Penso che all’alba del 2020 e della diffusione mondiale di Internet, chiunque desideri informarsi e imparare qualcosa di nuovo possa farlo liberamente, qualunque sia il settore o la specificità delle competenze richieste. Ciò che manca in realtà è una prospettiva, o per meglio dire un filtro, capace di ordinare tutto questo materiale a seconda della funzione o della qualità desiderata. E questo penso sia compito dell’interior designer, dare cioè una giusta prospettiva, tarando a misura del cliente l’enorme quantità di informazioni con cui si ritroverà a dialogare.
Oggigiorno il cliente che viene da me è già mediamente informato, presenta già delle idee sue e in sostanza sa già distinguere ciò che gli piace da ciò che non fa al caso suo. È su di lui che si concentra il mio lavoro.
Da un punto di vista comunicativo, hai già in mente qualche novità per il tuo lavoro?

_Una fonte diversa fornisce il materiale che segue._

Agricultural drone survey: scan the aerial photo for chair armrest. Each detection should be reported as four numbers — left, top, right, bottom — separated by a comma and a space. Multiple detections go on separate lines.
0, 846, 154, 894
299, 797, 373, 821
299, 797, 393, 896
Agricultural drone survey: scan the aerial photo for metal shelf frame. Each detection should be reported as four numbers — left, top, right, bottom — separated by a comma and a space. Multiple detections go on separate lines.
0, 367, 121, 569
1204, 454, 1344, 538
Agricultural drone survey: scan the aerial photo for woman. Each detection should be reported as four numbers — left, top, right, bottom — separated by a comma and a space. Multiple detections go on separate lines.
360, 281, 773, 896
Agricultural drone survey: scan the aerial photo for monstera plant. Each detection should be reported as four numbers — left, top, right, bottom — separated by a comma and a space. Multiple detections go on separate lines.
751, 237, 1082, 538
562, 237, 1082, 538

Al momento ho chiuso la progettazione per tutto il 2020. L’afflusso di richieste che ricevo al mese è incredibile, e volendo io occuparmene direttamente mi è ovviamente impossibile accettarle tutte senza rischiare di trasformare la mia passione in una sorta di “supermercato del design”. Il rapporto con il cliente nonché il mio coinvolgimento diretto in ogni fase di progettazione è infatti fondamentale per esprimermi al meglio e trarre davvero soddisfazione da ciò che faccio.
Dal punto di vista comunicativo ho in effetti in mente qualcosa, alcune idee molto chiare su prospettive e proposte future per cui non dovrete attendere molto a lungo: già in autunno potrà capitarvi di scoprire di cosa si tratta. Una cosa è certa: non bisogna mai fermarsi. In questo settore, così come in molti altri, arrivare prima ed essere pronti a cogliere le nuove opportunità è fondamentale per rimanere al passo con i tempi. Potrei dire che in parte mi dispiaccia, perché dedicarmi così tanto al mio lavoro mi rende spesso impossibile prendermi delle pause o concedermi delle vacanze, ma la realtà è che chiunque ami come me il suo lavoro, non sente mai per davvero la necessità di allontanarvisi più di tanto.